Conversely, Pittsburgh Post-Gazette advised that fans of Charles Ruggles and Mary Boland would be in for a "considerable let-down" when watching the film. In examining the film in comparison to previous films where Ruggles and Boland reprised roles where they were husband and wife, they wrote of Wives Never Know that "it is a listless, laborous little comedy that resembles the result of a scavenger hunt at the old Mack Sennett Studios." They offered that there were the expected laughs to be found in any film involving Ruggles and Boland, but that the storyline itself possessed few comic qualities, and that left to their own resources, the co-stars "falter and fumble through six or seven reels of makeshift humor."

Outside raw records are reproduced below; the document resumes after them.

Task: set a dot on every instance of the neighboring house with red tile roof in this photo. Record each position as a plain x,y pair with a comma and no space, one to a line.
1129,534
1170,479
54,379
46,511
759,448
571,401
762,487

The New York Times made note of the ongoing screen partnering of Charles Ruggles and Mary Boland, and that the film in offering Ruggles' "familiar timid-husband sequences" and Boland's "usual number of stock Bolandisms", seems to be holding "a sacrifice auction sale..." "...at a considerable reduction in humor." In addressing the film plot, they felt it was "merely an antiquated type of stage farce enacted before a camera". However, they made special note of the contribution of Adolphe Menjou, who in the role of a visiting author, was "quixotic as ever" in his character's "commendable effort to break up the Ruggles-Boland marriage." They commended that the entire cast gave their best efforts, and that "even the urbane Mr. Menjou falls into the ditch, as it were, unreservedly, without holding back a shred of himself."

==Release==
Released theatrically in the United States September 13, 1936, the film was released as Jos rouvat tietäisivät in Finland May 23, 1937, and as Sikken en nat in Denmark August 9, 1937. In 1958 the rights were purchased by MCA/Universal Pictures.